Insert a toothpick into the center of a muffin; it should come out clean or with a few moist crumbs.
Conclusion
These lemon blueberry muffins are a delightful treat that combines the tartness of lemon with the sweetness of blueberries. Perfect for breakfast or as a snack, they are easy to make and sure to please everyone. Enjoy them fresh out of the oven or warmed up later for a comforting bite!

Lemon Blueberry Muffins
Ingredients
- 1 ½ cups all-purpose flour
- 1 teaspoon baking powder
- ½ teaspoon baking soda
- ¼ teaspoon salt
- ½ cup unsalted butter softened
- 1 cup granulated sugar
- 2 large eggs
- 1 teaspoon vanilla extract
- 1 tablespoon lemon zest
- ½ cup buttermilk
- 1 cup fresh blueberries
Instructions
- Preheat your oven to 350°F (175°C) and line a muffin tin with paper liners.
- In a medium bowl, whisk together flour, baking powder, baking soda, and salt.
- In a large bowl, cream the softened butter and sugar until light and fluffy.
- Add eggs one at a time, mixing well after each addition.
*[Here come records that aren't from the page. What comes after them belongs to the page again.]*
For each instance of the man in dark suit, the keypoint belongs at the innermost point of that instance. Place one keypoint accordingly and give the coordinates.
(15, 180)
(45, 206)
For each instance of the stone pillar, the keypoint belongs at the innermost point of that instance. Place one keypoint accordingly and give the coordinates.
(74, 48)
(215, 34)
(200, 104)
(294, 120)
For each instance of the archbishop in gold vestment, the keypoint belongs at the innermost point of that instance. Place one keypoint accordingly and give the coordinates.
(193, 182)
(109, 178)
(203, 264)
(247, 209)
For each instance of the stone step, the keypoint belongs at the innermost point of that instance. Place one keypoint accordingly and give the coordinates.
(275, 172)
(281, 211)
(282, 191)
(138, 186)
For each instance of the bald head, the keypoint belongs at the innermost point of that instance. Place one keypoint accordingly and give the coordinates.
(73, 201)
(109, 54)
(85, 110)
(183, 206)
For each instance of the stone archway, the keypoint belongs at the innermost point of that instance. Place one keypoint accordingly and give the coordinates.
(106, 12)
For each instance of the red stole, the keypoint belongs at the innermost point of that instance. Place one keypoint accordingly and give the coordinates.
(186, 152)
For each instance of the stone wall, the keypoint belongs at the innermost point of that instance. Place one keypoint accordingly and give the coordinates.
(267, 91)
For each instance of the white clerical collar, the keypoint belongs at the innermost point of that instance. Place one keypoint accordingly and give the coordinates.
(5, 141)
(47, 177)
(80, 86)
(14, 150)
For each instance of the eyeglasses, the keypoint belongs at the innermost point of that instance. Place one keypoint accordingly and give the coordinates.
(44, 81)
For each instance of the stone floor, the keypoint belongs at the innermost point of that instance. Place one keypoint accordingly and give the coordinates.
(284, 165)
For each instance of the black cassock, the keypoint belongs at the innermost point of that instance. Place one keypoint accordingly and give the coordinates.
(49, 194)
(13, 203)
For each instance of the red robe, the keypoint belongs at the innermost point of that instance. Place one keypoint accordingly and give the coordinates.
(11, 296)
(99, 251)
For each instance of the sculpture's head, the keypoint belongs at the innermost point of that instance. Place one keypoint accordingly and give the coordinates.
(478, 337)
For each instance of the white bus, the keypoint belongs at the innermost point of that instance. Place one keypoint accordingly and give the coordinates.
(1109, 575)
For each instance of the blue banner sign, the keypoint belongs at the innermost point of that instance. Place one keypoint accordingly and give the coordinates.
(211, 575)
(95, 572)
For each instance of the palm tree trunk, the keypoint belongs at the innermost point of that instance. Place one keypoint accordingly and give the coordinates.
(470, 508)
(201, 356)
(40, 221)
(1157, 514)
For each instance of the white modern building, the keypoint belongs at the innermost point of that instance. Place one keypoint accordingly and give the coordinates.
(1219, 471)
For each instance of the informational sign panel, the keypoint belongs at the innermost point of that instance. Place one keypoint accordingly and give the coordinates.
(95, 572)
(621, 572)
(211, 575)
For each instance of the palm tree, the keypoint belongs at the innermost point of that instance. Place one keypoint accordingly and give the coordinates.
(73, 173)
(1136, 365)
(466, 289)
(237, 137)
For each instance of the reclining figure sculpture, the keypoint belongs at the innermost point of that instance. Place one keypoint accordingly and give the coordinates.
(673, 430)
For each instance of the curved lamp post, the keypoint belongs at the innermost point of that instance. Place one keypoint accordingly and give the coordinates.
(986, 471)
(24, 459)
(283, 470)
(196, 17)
- Stir in vanilla extract and lemon zest until well combined.
- Alternate adding the dry ingredients and buttermilk to the butter mixture, starting and ending with flour.
- Gently fold in the blueberries to avoid breaking them.
- Evenly distribute the batter into the muffin tins, filling each about 2/3 full.
- Bake for 20-25 minutes or until a toothpick inserted comes out clean.
- Let cool in the pan for 5 minutes before transferring to a wire rack to cool completely.